Moshe Safdie, the internationally renowned architect, urban planner, educator, theorist and author, awarded the Michel Gelrubin Architecture Prize (MiG) to three architecture students at Tel Aviv University for their extraordinary projects, marked by the climate crisis and global pandemics.
First place went to the joint project "Global Narratives" by Zohar Naim, a fifth-year architecture student, and architect Barak Weizman, a graduate of the School of Architecture. The winning project is a design proposal for the Holocaust Museum in Montreal, Canada, which attempts to bridge the foreign programmatic essence of the building and the everyday urban environment in which it is located.
Architect Barak Weizman also received the second-place award with a different project, and students Adi Eshkol and Yonatan Berkowitz won third place.

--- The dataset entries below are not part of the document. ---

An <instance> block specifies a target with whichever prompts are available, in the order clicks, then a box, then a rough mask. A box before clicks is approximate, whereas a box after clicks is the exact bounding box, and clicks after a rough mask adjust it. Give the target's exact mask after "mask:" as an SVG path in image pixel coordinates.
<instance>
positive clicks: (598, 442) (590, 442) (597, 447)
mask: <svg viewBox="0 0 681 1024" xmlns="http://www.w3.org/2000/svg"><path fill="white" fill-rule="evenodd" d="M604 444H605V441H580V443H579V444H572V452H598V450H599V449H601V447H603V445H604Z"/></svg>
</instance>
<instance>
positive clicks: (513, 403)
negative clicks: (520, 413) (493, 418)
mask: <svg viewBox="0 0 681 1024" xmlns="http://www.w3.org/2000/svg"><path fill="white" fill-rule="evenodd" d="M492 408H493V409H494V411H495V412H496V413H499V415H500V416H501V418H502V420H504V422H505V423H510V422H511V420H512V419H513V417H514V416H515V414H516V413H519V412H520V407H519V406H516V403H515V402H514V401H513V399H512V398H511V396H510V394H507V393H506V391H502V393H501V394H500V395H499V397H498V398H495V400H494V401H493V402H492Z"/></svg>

The event took place as part of the university's Board of Trustees events, in the presence of the university's president Prof. Ariel Porat and Prof. Eran Neuman, dean of the Faculty of Arts.
Zohar Naim and Barak Weizman: "In planning, we created a connection between the 'global' and the 'local' through architectural choices and materials related to the location, as well as through encounters between Canadian urban life and Holocaust memory that combine 'sacred' and 'profane.' We are delighted to have won for a project that strengthens the connection to Jewish identity, especially at a time when questions arise concerning the identity and essence of the Jewish-democratic state in which we live. On this occasion, we would like to thank our supervisors, Prof. Arch. Eran Neuman and Arch. Dafna Matok for their guidance and support along the way."
This year's MIG Prize challenge was to think about how construction design is redefined in the face of global challenges, including the climate crisis and global pandemics. The proposed project needed to make a clear statement regarding the situation of the locality in which the project would be built, with an emphasis on environmental, cultural, and social aspects. They also had to present their architectural implications in the design while being rooted in the place's past and offering a vision of a possible future.
In addition to awarding the prestigious prize, architect Safdie presented a three-part lecture series exploring the evolution of high-rise modular housing systems – assessing their relative qualities and challenges and the environmental and quality of life issues inherent in the typology.
In his introductory remarks to the lecture series, Prof. Eran Neuman, Dean of Tel Aviv University, noted that "Moshe Safdie is a groundbreaking architect who, already from his first project, Habitat 67 in Montreal, challenged the field of architecture. Today, sixty years later, with projects such as the Crystal Bridges Museum of American Art and Marina Bay Sands in Singapore, he is still fascinating and innovative."
Moshe Safdie noted that he wants his buildings "to look as if they have always been there, in order to try to merge the future and the past. This difficult task is an interdependent process of integration and diversity, in which a local design is recognized in the world and constitutes an engine of innovation."